Eleonora era una quarantenne dal passo elastico e sinuoso allo stesso tempo.
La vita non sembrava avere più segreti per lei, ma nell’animo un cruccio le dava quell’elasticità e determinazione di pensiero.
Eleonora voleva riprendere le fila intrecciate e complesse della sua famiglia o piuttosto della sua dinastia.
Nel silenzio del faro le storie della famiglia Baeli, meglio ancora del baronato di Baeli, risuonavano come echi ancestrali, e nelle notti di luna piena Eleonora percorreva i sentieri invisibili su quella rocca selvaggia e doveva letteralmente trattenersi dal mandare al cielo notturno, velato dalla luce lunare, un ululato di gioia e di disperazione.
Era un piacere vedere di tanto in tanto il sopracciglio sinistro sollevarsi nella folle inconsapevolezza della propria bellezza.
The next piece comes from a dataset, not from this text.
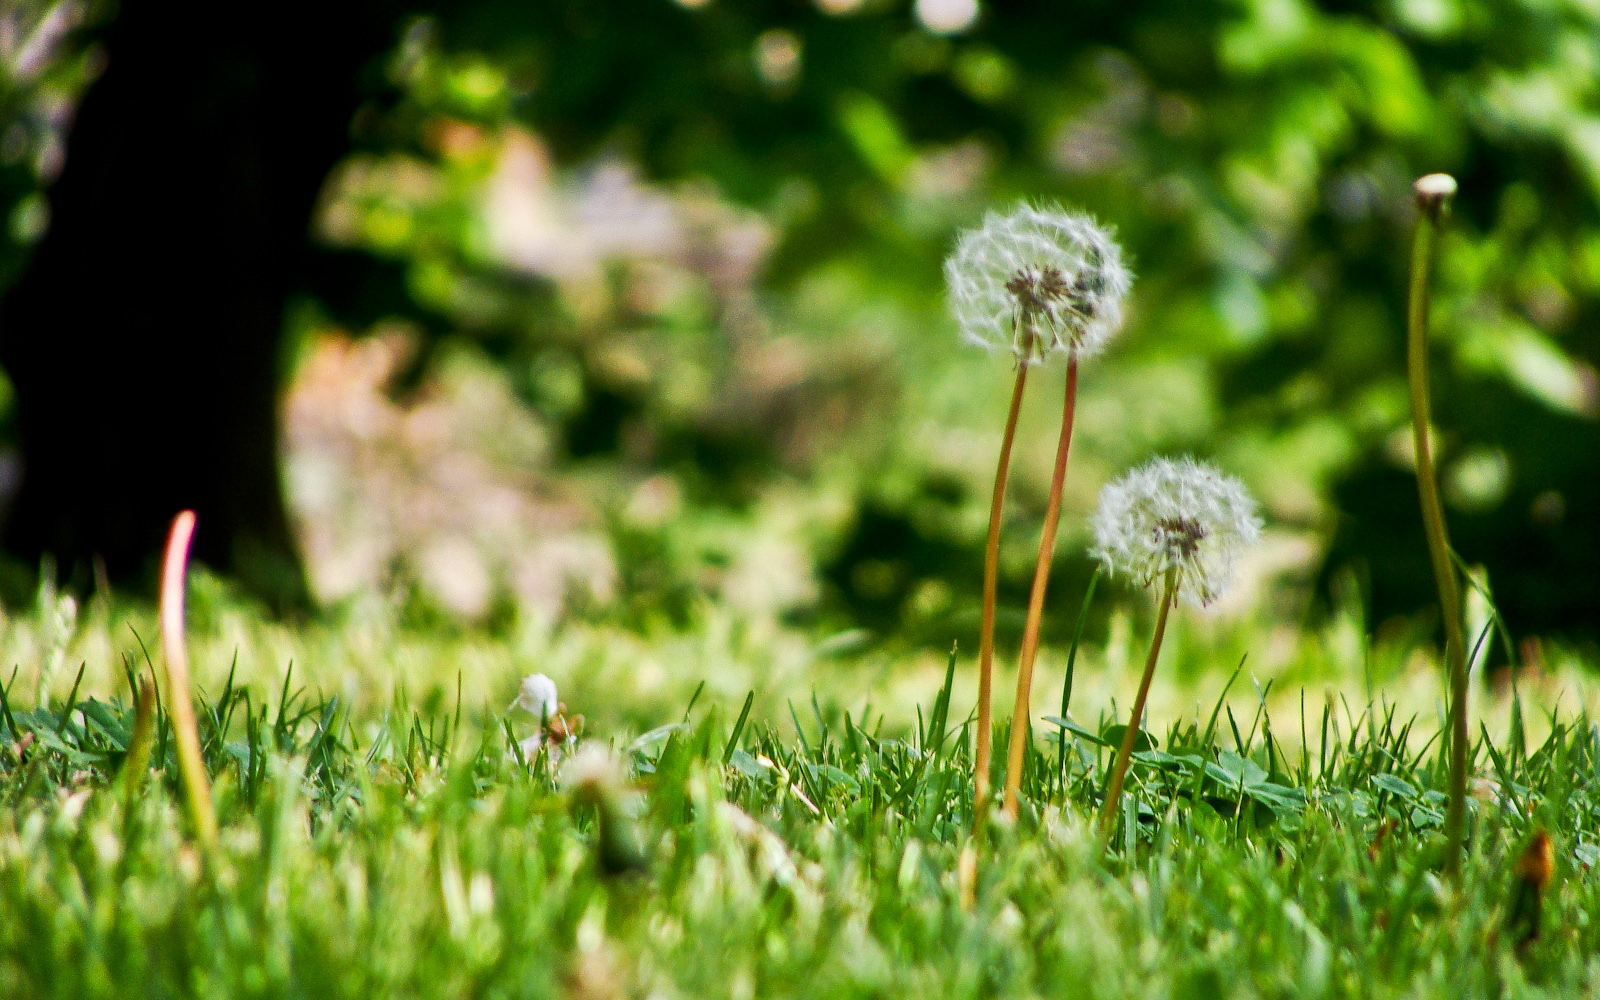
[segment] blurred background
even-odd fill
[[[1600,637],[1595,0],[217,6],[0,3],[13,597],[139,586],[192,506],[282,610],[717,601],[970,647],[1011,368],[940,265],[1026,197],[1136,275],[1084,374],[1055,635],[1099,487],[1156,452],[1265,507],[1216,614],[1427,628],[1403,310],[1443,170],[1454,542],[1514,635]],[[1019,438],[1013,639],[1060,392],[1031,381]]]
Allora la bocca si colorava di rosso purpureo e l’antico splendore di un viso nobile emergeva senza, appunto, che essa se ne rendesse conto.
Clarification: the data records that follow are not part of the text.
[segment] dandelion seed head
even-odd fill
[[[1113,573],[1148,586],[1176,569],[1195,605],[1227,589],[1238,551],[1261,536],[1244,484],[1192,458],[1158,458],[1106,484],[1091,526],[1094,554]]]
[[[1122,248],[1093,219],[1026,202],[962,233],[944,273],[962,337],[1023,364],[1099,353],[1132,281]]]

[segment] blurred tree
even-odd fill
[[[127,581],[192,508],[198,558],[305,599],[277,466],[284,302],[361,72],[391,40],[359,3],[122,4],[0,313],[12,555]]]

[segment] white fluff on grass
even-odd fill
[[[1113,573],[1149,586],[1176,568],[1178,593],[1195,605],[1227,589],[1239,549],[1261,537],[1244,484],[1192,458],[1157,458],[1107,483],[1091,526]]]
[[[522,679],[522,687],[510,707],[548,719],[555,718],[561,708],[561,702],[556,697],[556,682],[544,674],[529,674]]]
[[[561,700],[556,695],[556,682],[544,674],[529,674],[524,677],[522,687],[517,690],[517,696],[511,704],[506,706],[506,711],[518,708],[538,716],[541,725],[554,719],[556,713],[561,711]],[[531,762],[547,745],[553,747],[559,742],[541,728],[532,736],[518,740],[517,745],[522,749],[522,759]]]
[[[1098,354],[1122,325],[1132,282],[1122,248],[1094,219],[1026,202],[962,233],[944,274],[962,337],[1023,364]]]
Troppe domande sulla sua vita si erano formate e non tutte avevano trovato soddisfacenti risposte.
Cosa vuol dire nascere in una famiglia aristocratica, dove le convenienze erano nodi indissolubili che tarpavano ali vogliose di alzarsi in volo?
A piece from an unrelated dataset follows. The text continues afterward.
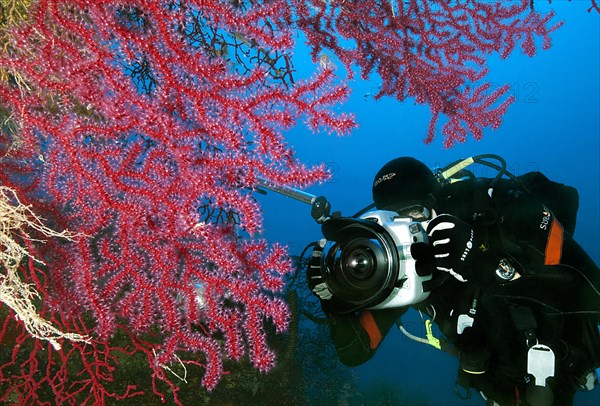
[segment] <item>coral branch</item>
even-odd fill
[[[75,237],[68,231],[59,233],[46,227],[42,219],[20,202],[14,190],[0,186],[0,262],[4,271],[0,273],[0,302],[13,310],[16,319],[23,323],[31,336],[48,341],[56,350],[61,348],[58,342],[61,338],[89,343],[89,337],[65,333],[39,315],[34,304],[34,299],[40,297],[39,293],[18,275],[18,268],[26,257],[43,264],[31,256],[26,246],[16,241],[18,238],[31,244],[25,228],[36,230],[47,238],[71,240]]]
[[[332,114],[347,88],[331,71],[291,80],[283,0],[42,0],[28,12],[0,60],[0,72],[26,84],[0,83],[20,140],[0,161],[0,181],[55,228],[89,236],[36,244],[47,266],[25,275],[37,278],[49,314],[95,340],[76,347],[88,381],[57,383],[57,399],[121,396],[103,389],[112,361],[99,372],[87,360],[102,356],[98,343],[110,351],[120,330],[147,356],[155,393],[164,396],[165,381],[176,402],[172,361],[203,365],[209,390],[227,359],[269,370],[267,326],[287,327],[278,295],[292,267],[283,248],[253,239],[262,218],[250,193],[257,176],[293,185],[328,176],[300,164],[283,131],[304,121],[348,132],[352,117]],[[149,334],[157,342],[141,344]],[[33,399],[38,378],[15,379],[29,386],[0,374]]]
[[[530,9],[529,0],[296,0],[297,24],[304,31],[313,59],[332,52],[350,75],[377,74],[382,85],[376,98],[414,98],[427,104],[432,120],[425,139],[431,142],[441,115],[448,117],[444,146],[476,139],[486,127],[497,128],[512,98],[507,88],[491,92],[478,84],[486,75],[488,55],[508,57],[519,43],[533,56],[536,39],[550,46],[554,16]],[[335,35],[339,34],[339,35]],[[504,98],[504,99],[503,99]],[[502,100],[503,99],[503,100]]]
E gli altri? Chi erano? Schiavi e servi inchinati davanti all’onnipotenza del barone?
Quindi la vita non era uguale per tutti.
Cosa rendeva superiore? I meriti, il passato, la fortuna, l’avidità, la rapacità?
L’immenso feudo della sua famiglia non c’era più.
I suoi genitori, forse oppressi da sensi di colpa che il ’68 aveva scoperchiato come un nervo sensibile, erano andati via in cerca di facili meditazioni, in India, in America, persino in Patagonia.
Lei aveva visto le ingiustizie degli uomini ed era cresciuta con un nucleo di forti suggestioni spirituali.
Aveva capito che la pace e la non violenza sono difficili da conquistare sul lato prettamente umano.
La natura, lasciata a sé stessa, è violenta, c’è sempre una lotta accanto ai germogli della vita.
Così un giorno era ritornata là dove c’era ancora fuoco nelle viscere, là dove le sette sorelle erano la testimonianza di questo fuoco interno, che brucia e non ha mai requie.
Sì, forse lassù su quella rocca un po’ di pace il suo spirito l’avrebbe trovata anche se ancora non c’erano risposte certe.
Quando il sonno faticava a venire, si alzava e per sconosciuti sentieri andava su quel promontorio, che la gente chiamava “u sautu du cavaddu”.
Si chiamava come lei la fanciulla che in groppa a un cavallo si era lanciata in mare per un amore contrastato.
Troppa differenza tra lei e lui.
Quale?
E intanto i marosi attaccavano gli scogli come a chiedere ragione di quel sacrificio.
Il suo ritorno aveva creato sensazione tra i rappresentanti dell’alta borghesia di Milazzo e i rimasugli della vecchia aristocrazia.
I giornali locali non si erano lasciati scappare l’occasione di rispolverare antiche storie del baronato di Baeli.
“L’ultima discendente del barone di Baeli è tornata nella sua terra.”
“Baeli, un nome, una dinastia, una storia.”
“E ora la Fondazione Lucifero come si comporterà con Eleonora Baeli?”
Addirittura nella vicina Barcellona un cronista tirò fuori la storia dell’acquedotto di Baeli, dove un altro feudo della famiglia si era disintegrato.
Tutti la volevano nei loro salotti per esibirla come un gioiello prezioso di altri tempi.
Qualcuno aveva anche insistito in modo antipatico e addirittura intimidatorio, ma lei si era sempre negata.
Preferiva la solitudine del Laghetto della Portella, la piscina di Venere, come ora la chiamavano i turisti.
Là era possibile trovarla, scultura marmorea tra le bellezze naturali.
Là si erano incontrati lei, la musa della Portella, e il Poeta che lì si era rivelato.
Due pozzi di parole e di pensieri che facevano fatica ad affidarsi al vento di Capo Messinese.